GEO & AEO Glossary — A Collection of Core Term Definitions
A glossary that gathers GEO terms and the meaning of AEO in one place. It defines GEO, AEO, SEO, LLM, generative engines, citation, entities, structured data, llms.txt, AI Overviews, RAG, hallucination, and Anti-GEO in one or two short, clear sentences each.
When you study generative search, acronyms like GEO, AEO, LLM, RAG, and llms.txt come pouring in all at once.

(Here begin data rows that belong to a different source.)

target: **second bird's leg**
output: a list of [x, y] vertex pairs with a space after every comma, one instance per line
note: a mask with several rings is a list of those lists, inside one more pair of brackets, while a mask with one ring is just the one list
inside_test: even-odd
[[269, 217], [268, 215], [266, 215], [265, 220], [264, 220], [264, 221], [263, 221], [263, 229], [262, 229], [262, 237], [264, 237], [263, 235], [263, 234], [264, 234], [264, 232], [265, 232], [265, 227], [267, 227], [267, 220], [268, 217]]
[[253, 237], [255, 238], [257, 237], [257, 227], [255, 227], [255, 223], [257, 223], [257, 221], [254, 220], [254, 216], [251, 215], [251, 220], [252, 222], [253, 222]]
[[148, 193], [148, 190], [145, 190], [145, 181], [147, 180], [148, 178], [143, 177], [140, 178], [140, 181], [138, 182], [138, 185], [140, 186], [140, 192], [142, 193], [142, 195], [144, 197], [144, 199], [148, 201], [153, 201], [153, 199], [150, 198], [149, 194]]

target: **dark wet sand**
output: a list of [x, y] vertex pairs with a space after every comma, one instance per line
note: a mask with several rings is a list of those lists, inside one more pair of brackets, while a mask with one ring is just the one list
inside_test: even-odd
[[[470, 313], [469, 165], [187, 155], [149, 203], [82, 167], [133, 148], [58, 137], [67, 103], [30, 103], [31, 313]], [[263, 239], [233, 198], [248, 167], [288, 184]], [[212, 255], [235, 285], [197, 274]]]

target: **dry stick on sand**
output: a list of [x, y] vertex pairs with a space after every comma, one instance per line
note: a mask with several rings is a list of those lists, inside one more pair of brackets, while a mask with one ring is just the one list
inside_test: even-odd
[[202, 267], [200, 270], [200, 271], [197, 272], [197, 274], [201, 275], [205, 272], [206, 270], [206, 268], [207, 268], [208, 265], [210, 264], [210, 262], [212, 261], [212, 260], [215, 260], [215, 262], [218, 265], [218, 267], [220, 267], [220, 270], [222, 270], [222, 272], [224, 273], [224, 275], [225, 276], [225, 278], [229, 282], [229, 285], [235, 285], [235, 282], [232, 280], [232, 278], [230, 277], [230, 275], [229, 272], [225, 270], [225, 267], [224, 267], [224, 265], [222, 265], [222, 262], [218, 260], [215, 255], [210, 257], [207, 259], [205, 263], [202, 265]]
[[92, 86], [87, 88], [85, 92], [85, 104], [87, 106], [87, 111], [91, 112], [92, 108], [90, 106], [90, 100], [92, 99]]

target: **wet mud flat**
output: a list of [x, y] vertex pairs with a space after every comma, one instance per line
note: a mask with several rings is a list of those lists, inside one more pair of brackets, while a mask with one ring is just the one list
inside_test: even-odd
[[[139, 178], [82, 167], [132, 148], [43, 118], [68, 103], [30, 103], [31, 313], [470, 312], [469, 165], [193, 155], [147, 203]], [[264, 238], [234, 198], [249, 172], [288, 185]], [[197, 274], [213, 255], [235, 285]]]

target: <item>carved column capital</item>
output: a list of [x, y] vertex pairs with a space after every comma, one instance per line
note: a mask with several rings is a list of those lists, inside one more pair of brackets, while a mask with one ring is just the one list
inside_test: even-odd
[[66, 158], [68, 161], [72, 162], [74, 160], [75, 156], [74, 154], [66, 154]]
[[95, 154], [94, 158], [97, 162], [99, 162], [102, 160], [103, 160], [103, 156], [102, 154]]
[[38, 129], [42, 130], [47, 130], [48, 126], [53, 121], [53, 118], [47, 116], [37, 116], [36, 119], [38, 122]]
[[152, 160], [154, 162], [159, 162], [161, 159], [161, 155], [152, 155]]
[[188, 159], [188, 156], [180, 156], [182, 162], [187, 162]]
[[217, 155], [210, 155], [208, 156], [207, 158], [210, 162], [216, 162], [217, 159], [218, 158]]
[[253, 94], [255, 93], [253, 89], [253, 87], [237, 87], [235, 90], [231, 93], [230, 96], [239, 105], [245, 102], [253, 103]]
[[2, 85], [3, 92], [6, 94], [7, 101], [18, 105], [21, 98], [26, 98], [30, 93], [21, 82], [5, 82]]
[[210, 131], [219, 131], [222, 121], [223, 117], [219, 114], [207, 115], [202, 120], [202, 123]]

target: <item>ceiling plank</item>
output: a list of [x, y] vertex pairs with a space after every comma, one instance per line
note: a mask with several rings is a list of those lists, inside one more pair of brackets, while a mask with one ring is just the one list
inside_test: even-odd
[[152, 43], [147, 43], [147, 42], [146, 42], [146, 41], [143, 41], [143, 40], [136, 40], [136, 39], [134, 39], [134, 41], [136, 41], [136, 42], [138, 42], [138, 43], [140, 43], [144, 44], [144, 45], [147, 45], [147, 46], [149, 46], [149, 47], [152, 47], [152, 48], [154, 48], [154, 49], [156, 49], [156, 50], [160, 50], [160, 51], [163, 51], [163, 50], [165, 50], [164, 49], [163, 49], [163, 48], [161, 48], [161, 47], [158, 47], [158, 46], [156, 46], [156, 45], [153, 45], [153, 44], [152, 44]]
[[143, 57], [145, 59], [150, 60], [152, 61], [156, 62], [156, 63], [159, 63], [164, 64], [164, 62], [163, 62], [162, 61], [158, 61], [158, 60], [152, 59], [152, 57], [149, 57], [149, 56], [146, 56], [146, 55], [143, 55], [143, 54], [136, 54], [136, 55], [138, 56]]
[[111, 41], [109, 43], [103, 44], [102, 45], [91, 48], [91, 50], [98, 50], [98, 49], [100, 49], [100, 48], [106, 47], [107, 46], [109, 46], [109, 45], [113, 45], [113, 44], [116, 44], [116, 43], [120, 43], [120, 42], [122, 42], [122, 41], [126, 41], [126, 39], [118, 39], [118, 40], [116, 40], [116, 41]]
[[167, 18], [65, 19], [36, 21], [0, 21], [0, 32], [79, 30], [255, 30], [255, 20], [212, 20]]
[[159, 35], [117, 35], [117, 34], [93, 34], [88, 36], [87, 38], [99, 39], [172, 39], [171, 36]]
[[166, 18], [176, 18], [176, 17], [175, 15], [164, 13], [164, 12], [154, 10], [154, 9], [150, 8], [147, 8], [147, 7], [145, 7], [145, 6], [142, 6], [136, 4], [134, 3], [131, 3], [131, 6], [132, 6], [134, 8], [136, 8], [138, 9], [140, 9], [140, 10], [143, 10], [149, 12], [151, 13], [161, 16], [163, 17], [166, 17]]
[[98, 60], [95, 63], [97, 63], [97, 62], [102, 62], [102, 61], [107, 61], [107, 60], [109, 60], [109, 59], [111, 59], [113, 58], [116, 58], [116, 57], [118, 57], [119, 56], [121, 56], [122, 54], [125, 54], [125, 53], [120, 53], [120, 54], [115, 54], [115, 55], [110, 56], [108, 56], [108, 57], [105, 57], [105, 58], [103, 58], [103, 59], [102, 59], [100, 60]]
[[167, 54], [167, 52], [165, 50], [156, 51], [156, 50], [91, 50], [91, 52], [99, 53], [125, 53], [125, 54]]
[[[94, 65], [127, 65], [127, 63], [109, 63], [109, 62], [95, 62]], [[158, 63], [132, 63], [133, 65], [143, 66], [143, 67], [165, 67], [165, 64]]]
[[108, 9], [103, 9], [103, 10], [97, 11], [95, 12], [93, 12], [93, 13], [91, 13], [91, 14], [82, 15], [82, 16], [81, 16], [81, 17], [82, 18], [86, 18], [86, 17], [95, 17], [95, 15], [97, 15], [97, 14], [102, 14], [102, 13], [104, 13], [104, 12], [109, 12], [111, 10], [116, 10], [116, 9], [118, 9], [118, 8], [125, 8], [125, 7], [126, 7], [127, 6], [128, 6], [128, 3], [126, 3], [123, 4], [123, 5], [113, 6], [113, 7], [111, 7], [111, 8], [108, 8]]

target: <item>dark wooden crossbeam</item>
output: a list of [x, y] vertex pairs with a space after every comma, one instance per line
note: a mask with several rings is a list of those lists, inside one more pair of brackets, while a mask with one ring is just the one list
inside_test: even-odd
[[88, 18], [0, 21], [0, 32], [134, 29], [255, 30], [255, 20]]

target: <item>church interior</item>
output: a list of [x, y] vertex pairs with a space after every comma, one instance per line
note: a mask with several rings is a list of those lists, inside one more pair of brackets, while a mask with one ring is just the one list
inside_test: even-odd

Questions like "sort out the GEO terms for me in one go" or "what exactly does AEO mean" never stop, because terms that look similar split apart subtly depending on their stage and purpose. This article is a glossary that defines those core terms in one or two short, clear sentences each. For how the concepts connect to one another, see What Is GEO and What Is AEO; for the full genealogy, continue with The AEO/GEO/SEO Term Genealogy.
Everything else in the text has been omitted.